暗号資産交換業者コインベース・グローバルは、人員削減に踏み切った代表例だ。ブライアン・アームストロング最高経営責任者(CEO)は、AIが「働き方」を変えているとして、全従業員の14%を削減する方針を示した。AIが業務により深く入り込むことで、従業員はAIエージェントを管理し、より多くの業務をこなすことになるという。

ペイパルも今後2〜3年で従業員の20%を削減する計画だ。同社は、AI導入を広げる取り組みの一環だとしている。ベッド・バス・アンド・ビヨンドのCEOも最近、投資家に対し、AIによって「大幅な人員削減」が可能になると説明した。

メタも同じ課題に直面している。メタのスーザン・リー最高財務責任者(CFO)は、AIがより多くの業務を処理できるようになった場合、会社にどの程度の人員が必要になるかはまだ分からないと述べた。

マーク・ザッカーバーグCEOは、データセンターやAIインフラへの投資負担が増すなか、全従業員の約10%にあたる8,000人を削減する計画を示している。

企業が人員削減を選ぶ理由は明確だ。AIによって業務効率が上がれば、同じ仕事をより少ない人数でこなせる。大規模な人員削減はコストを短期間で抑え、業績や株価を支える手段にもなり得る。実際にブロックとスナップの株価は、AI関連の人員削減発表後に上昇した。

ガートナーが中間管理職以上の350人を対象に行った最近の調査でも、AIエージェントや知的自動化、自律技術を活用する企業の約80%が人員を削減していると回答した。
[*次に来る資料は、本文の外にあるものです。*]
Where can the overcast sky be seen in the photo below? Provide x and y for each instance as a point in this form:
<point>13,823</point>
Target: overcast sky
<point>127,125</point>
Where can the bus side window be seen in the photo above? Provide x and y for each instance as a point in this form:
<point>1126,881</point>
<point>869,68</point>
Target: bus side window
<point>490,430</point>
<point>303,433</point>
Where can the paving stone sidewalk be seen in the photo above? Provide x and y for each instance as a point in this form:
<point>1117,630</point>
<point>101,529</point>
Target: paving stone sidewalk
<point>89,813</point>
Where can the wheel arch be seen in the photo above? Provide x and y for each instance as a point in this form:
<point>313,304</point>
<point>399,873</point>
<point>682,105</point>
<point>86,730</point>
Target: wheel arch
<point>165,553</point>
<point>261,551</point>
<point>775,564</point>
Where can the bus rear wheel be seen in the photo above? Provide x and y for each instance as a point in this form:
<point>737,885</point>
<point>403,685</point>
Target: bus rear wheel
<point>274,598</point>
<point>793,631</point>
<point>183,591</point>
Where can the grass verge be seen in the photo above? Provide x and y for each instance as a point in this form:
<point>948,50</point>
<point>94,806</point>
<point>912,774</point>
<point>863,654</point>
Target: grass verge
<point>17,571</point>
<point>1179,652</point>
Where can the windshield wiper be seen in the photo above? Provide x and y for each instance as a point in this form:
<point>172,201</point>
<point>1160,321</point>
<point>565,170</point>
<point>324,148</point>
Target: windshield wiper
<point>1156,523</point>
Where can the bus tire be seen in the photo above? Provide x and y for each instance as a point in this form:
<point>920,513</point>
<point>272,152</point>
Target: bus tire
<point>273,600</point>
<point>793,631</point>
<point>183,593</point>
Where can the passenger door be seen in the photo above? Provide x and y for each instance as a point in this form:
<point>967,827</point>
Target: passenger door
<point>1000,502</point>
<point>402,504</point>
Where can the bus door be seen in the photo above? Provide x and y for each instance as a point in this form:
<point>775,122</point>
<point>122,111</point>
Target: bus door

AIがすべての業務を代替するわけではないものの、企業の現場ではすでに人員削減圧力として作用している形だ。

引用:ニューシス
引用:ニューシス

一方で、AIを人員削減の手段ではなく、成長のための道具とみる企業もある。テーザー銃や警察用ボディーカメラなどを手がけるアクソン・エンタープライズのジョシュ・イスナー社長は最近、5,000人を超える従業員に送ったメールで、AIがただちに解雇につながるものではないと説明し、不安の払拭に努めた。

同氏はAIについて「従業員を置き換える技術ではなく、チームがより多くの仕事をこなせるようにする技術」だと位置づけている。

Spotifyも、大幅な人員削減ではなく、既存の人員でより多くの成果を出す方向を選んでいる。Spotifyの共同CEOであるグスタフ・ソーダーストロム氏は、企業はAIによって高まった生産性をすぐに人件費削減に回すこともできるが、同じ人員でより多くの製品やサービスを生み出す選択もできると述べた。

IBMも、AIを単なるコスト削減の手段としてだけ捉えれば、機会を逃す可能性があるとみている。IBMのニックル・ラモロー最高人事責任者は、企業のリーダーはAIを生産性向上だけでなく、成長のための手段として見る必要があると指摘した。

3年後のIBMの従業員数を正確に予測するのは難しいとしながらも、見通しを示すなら、現在より増えている可能性もあると話している。

ただ、従業員を解雇しない企業でも変化は避けられない。人事の専門家は、多くの職務が大きく変わったり、複数の役割が1つに統合されたりする可能性があるとみている。

クレジットカード発行会社シンクロニー・ファイナンシャルは、従業員に対し、解雇ではなく別の業務への配置転換に備えるよう求めている。一部は恒久的な異動となり、一部は数カ月間の一時的な配置になる可能性がある。

AIがCEOに突きつけた選択は、従業員にも別の形の不安として返ってきている。会社を去るのか、残ってより多くの仕事を担うのかという問題だ。

AIが人間を完全に代替しないとしても、雇用の数や業務負担、職務のあり方はすでに変わり始めているとWSJは伝えている。